Despite everything he's seen or experienced as a member of the Green Lantern Corps, Kyle Rayner has trouble believing in miracles. Armed with an interstellar weapon that can create anything his willpower commands and having adventured on other planets within his galaxy and beyond, Kyle respects other's beliefs but has trouble wrapping his mind around the particular concept. But miracles comes in all shapes and sizes and one year, Kyle experienced something unexplained and impossible while fighting a group of Nazi skinheads who had desecrated and robbed a temple on the eve of Hanukkah.
In DC Universe Holiday Bash #1 (1997), a story by Michael Jan Friedman and Roger Robinson has the young Green Lantern running late after helping to stop a local oil spill, exhausting much of his power ring's power to do so. As Kyle's neighbors - Nathan and his sister Becca - discuss Hanukkah and its history, Kyle shows up to reveal his knowledge of the famous Festival of Lights and its traditions, but his ego is put in check when Becca reveals she's actually the Rabbi for the upcoming service. Eventually the group comes upon a desecrated temple covered in graffiti and swastikas. They learn from a beaten caretaker who witnessed the whole thing that it was a group of hate-mongering skinheads who also stole Ner Tamid, the vessel of eternal flame yhat happens to also be made of solid gold.
Being unable to tolerate the pain and suffering afflicted on his friends, Kyle suits up and finds the skinheads by tracking the kind of spray paint they used. As the prejudiced gang celebrate their victory against their perceived enemy, Kyle makes a heck of an entrance and his adversaries move to attack, hoping their numbers will be enough to defeat him. Green Lantern boasts that this will be no challenge thanks to his ring, which proceeds to run out of power since Kyle had forgotten to recharge it earlier. Kyle is left powerless and defenseless against a group of armed skinheads, ready to beat and even kill a superhero for interfering in their business.
To make a parable out of this short story, Kyle finds himself acting as a superpowered Judah the Macabee, protecting his people from their enemies, the Nazi skinheads take the place of King Antiochus and his army in the Hanukah story.
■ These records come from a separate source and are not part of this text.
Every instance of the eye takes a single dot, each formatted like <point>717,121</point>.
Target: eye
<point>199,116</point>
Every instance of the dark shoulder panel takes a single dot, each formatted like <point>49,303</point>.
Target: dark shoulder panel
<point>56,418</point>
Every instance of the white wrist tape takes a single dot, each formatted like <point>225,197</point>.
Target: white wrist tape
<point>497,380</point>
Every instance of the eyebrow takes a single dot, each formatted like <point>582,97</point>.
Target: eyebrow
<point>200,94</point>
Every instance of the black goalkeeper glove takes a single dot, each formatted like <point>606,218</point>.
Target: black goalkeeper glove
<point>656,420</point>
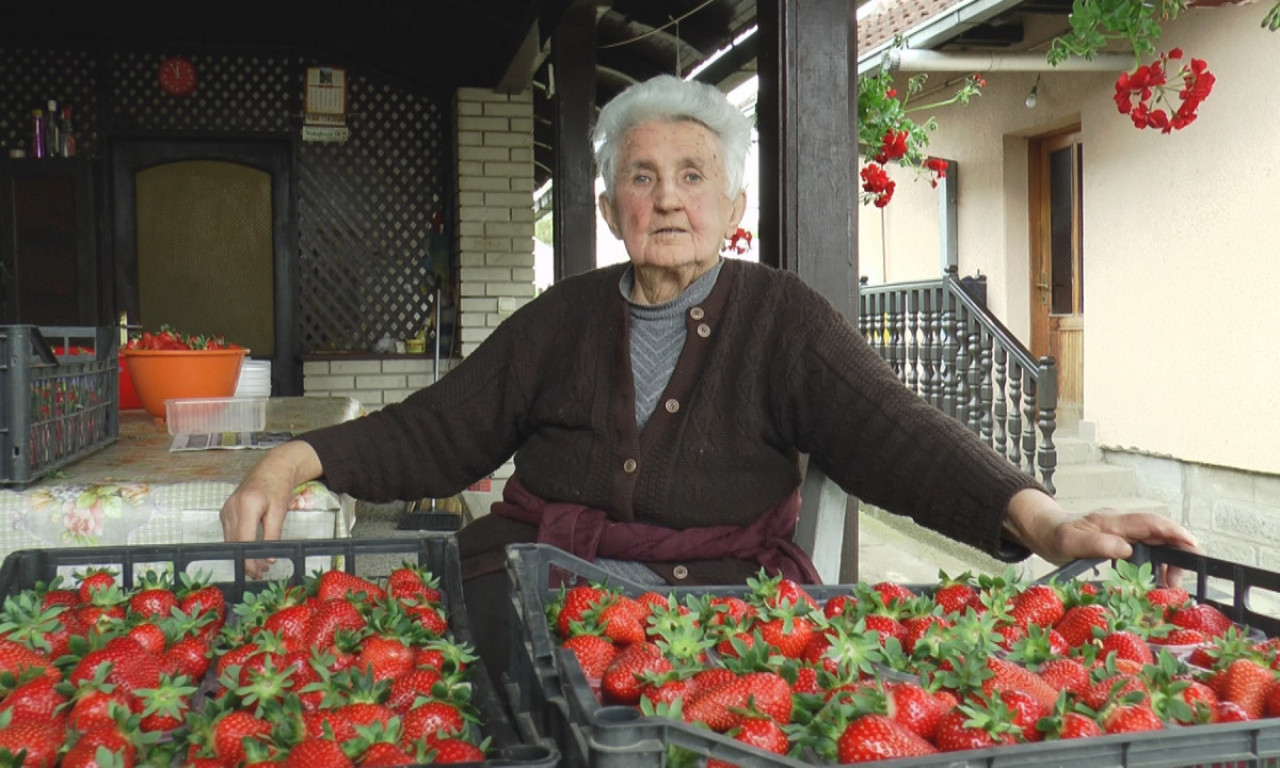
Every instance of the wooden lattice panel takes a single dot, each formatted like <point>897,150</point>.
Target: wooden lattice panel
<point>365,208</point>
<point>31,77</point>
The holy temple has been ransacked, and without the vessel they won't be able to keep the holy flame burning all day and all night, thus not paying proper respect to God and this original miracle. Like Judah, Kyle faces dangerous odds as a regular man but suddenly a miracle occurs that defies what Kyle knows about his power ring and its limits. Just like a menorah burning eight days and nights despite not having enough oil to do so, Kyle's ring lights up, finding enough charge to create the constructs necessary to save Kyle's life and defeat his assailants.
As Green Lantern turns the criminals over to the police and returns the vessel to the synagogue, Becca's prayers follow his actions as Kyle later sits among the worshippers, not as an outsider but as a friend and ally. Becca says that miracles can happen whenever or wherever good people put their mind to something and that sometimes faith can be stronger than laws or logic. Earlier, Kyle Rayner said that he didn't exactly believe in miracles and yet when he put himself at risk to help others in need, the Green Lantern performed a mitzvah, the Hebrew concept of a good deed, and witnessed his own miracle in his time of need.